Changelog/release notes


  • Added: emotion classifier for film reviews (and maybe other English text).
  • Documentation updates.
  • Latent dirichlet allocation (LDA, topic modeling) is now performed using scikit-learn instead of Gensim. This removes one dependency.
  • xtas now requires NLTK 3.1. The previously required version, 3.0a2, conflicted with some versions of six, causing cryptic ImportErrors when loading xtas in some setups.


  • New fast NER tagger for Dutch. Contributed by Daan Odijk of UvA, and based on the CoNLL dataset.
  • Fixed a bug that prevented parsimonious language models from returning top-k words for large k. Patch contributed by Sicco van Sas.
  • Various minor fixes.


The xtas REST server can now run within an application container such as uwsgi.
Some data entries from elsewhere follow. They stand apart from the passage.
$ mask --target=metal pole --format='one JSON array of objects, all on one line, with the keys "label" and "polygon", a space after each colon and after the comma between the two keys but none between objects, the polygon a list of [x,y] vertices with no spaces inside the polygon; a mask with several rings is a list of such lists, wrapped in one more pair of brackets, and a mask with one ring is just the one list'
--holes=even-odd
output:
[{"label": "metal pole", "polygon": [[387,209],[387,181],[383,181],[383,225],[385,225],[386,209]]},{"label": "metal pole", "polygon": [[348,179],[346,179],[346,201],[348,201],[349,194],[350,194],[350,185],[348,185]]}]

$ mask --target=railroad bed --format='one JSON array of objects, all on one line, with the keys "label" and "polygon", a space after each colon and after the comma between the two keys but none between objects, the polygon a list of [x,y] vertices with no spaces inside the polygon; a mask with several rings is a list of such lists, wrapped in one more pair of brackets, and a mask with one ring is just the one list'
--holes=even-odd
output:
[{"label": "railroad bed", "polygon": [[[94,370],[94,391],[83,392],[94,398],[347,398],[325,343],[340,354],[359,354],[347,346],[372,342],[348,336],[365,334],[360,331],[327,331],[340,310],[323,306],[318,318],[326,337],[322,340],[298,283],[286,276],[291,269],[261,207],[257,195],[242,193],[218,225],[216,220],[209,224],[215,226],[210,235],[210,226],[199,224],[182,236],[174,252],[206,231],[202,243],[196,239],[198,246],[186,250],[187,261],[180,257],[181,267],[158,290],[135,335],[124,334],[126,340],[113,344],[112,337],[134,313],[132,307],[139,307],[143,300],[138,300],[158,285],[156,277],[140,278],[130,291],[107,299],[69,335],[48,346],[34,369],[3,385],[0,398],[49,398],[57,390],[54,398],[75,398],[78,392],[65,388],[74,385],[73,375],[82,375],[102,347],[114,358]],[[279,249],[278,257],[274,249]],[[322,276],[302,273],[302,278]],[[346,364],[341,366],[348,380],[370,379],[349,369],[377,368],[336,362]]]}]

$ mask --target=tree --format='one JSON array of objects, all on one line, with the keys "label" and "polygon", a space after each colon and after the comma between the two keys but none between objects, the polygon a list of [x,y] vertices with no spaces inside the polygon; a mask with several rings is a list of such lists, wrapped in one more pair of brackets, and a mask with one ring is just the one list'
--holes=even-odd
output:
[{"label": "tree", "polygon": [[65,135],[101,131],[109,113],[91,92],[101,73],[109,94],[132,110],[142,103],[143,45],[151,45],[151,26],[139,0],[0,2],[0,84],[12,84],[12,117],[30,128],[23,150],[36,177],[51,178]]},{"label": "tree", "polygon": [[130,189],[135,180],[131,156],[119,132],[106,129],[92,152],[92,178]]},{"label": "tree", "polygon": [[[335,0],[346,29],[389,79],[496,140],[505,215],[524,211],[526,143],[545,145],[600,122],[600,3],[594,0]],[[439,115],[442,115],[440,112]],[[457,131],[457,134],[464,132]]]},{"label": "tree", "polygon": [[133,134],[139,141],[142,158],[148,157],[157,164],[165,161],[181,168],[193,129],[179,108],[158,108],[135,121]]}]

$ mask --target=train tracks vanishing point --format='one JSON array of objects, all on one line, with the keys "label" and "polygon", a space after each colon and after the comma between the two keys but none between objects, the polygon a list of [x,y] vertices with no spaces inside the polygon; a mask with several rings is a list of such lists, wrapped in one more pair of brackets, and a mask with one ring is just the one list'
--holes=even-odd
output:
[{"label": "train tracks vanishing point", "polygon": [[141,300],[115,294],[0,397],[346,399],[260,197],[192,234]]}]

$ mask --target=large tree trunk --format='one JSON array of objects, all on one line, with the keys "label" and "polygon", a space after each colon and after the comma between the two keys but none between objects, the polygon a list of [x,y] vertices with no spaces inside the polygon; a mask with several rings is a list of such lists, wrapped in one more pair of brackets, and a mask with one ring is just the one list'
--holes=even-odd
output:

By default, it uses Tornado for improved throughput.

A wrapper for the Heideltime temporal tagger has been added.


xtas 3.1 has improved integration with Elasticsearch compared to its predecessor, storing processing results as child documents. (Previously, they were stored as fields.) Documentation has also been greatly improved to demonstrate the use of xtas as a preprocessing engine for semantic search.

Other new features are:

  • Stemming support for English, German, Norwegian, Italian, Dutch, Portuguese, French, Swedish (via PyStemmer).
  • TCP port for communication with Frog (POS tagger/NER/parser for Dutch) is now configurable.
  • Various bugfixes and small optimizations.


xtas 3.0 is a complete rewrite of the University of Amsterdam’s xTAS system (retroactively, xtas 2) and its predecessor, Fietstas (xtas 1). No attempt has been made to retain backward compatibility, so that code could be redesigned in a clean, simple, scalable way.

Features introduced in xtas 3 include:

  • Communication with Elasticsearch
  • REST API to single-document tasks
  • Python API for both synchronous and asynchronous execution (with Celery)

And the following NLP tasks:

  • Tokenization, based on NLTK
  • Named-entity recognition with Stanford NER (stanford_ner_tag)
  • Wrapper for the Frog Dutch POS tagger/NER tagger/dependency parser
  • Wrapper for the Alpino parser for Dutch
  • Language guessing
  • English lemmatization with morphy
  • Movie review polarity classification
  • English POS tagging with NLTK
  • Wrapper for the Semafor semantic parser
  • Word-level sentiment polarity tagging with SentiWords
  • Document clustering with \(k\)-means (kmeans, big_kmeans)
  • Topic modeling with latent semantic analysis (LSA), latent dirichlet allocation (LDA), based on scikit-learn and Gensim
  • Parsimonious language modeling, useful for discriminative word clouds

Preliminary versions of 3.0 were named 2.99.